Note: These will take a similar, if not identical, form to what Josh Odgers has done on his blog – http://www.joshodgers.com/ – These will be Horizon 6 centric, though.
I deal with a lot of customers of a higher end nature in my day job, so discussion of multisite Horizon 6 with View is almost always on the table. These customers need to keep their environments up and running in the event of a datacenter outage. In this article, I’ll lay out a fictitious example of one of these discussions.
Customer Problem Statement
We need to keep desktop service available to end users in the event of catastrophic failures within a datacenter or even with the loss of a single datacenter. We have an existing View environment, but it is only available in the Dallas datacenter today.
- 99.99% desktop service availability
- No data loss in the event of a failure
- Desktop availability should be in place within 15 minutes after an outage.
- All 5000 users will need to be supported.
- All active resources should be utilized – It is seen as wasteful by the executive team to have available resources unused.
- Customer has F5 load balancers in their environment. GTM is not licensed, however.
- Customer uses Windows roaming profiles and folder redirection for user persona management.
- Customer currently has footprint in three datacenters – Dallas, St. Louis, and Raleigh – They have two racks available in each datacenter and no budget is available to expand into another datacenter.
- End users are located in two major offices – Dallas and Chicago, split evenly.
- All users require a VDI desktop – No RDS hosted/shared desktops or streaming apps.
- No Horizon Workspace Portal requirements.
- Apps for each desktop pool are thick installed into each image.
- All View desktops are deployed as linked clones with floating user assignment.
- Equal bandwidth availability between end users and each datacenter.
The customer wants four 9s availability for desktop service – this means just under an hour of downtime per year. We have a zero RPO and 15 minute RTO that also need to be conformed to.
Like most projects, this one has conflicting requirements and constraints. The customer wants to stay within their existing datacenter footprint, but their RPO is too tight to facilitate that – Zero RPO means synchronous replication across datacenters, and our datacenters are just too far apart. During design sessions with the CIO, we were able to talk him down to a more reasonable 15 minute RPO since there were no additional funds for a DR datacenter closer to the primary Dallas datacenter.
Hardware was purchased, identical to that in the primary datacenter in Dallas.
Secondary Datacenter Location
The decision was made to stand up an identical View environment in the St. Louis datacenter due to proximity to the users and the Dallas datacenter. This makes drastically lowers the latency between the user and the datacenter, resulting in a better experience.
Active/Active vs. Active/Warm Standby vs. Active/Cold Standby
The decision was made to use active/active configuration between datacenters. F5 GTM has to be purchased either way to support global site load balancing – we wouldn’t want to route traffic through a single datacenter to hit a secondary. This decision is tied both to the requirement that all active resources be used and users in Chicago will have a better experience out of desktops in the St. Louis datacenter due to their proximity, all other things being equal.
Cloud Pod Architecture
CPA doesn’t afford us much here since all of our desktops are linked clones with floating user assignment – this means a desktop in site A is just as good as one in site B. Geolocation functionality of F5 GTM will direct users to the closest datacenter without CPA, so the decision to not use CPA was made. This is primarily to decrease complexity in managing the solution.

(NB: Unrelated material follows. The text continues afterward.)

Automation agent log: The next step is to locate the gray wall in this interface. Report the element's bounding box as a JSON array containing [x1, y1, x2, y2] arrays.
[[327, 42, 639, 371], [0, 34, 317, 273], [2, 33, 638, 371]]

Since all of our applications are baked into our images, we need to make sure the state of each image is identical. Since there is no internal mechanism within View to do this, the decision was made to use available array-based replication to push updates to the secondary site on an hourly basis. All image administration (updates, app installation, etc.) is to be done from the Dallas site. All pool recomposes will be done after business hours.
User Data Availability
The decision was made to use Windows DFS-R to replicate user profile and data between sites. These user persona shares will be unique per site with Group Policy delivering the appropriate file shares to desktops within that site – using a unified namespace within DFS is not supported by VMware or Microsoft. More importantly, it could lead to very, very slow logins and performance of user data if the desktop was directed to use a file server in another datacenter. Active Directory Sites and Services will need to be properly configured, as well.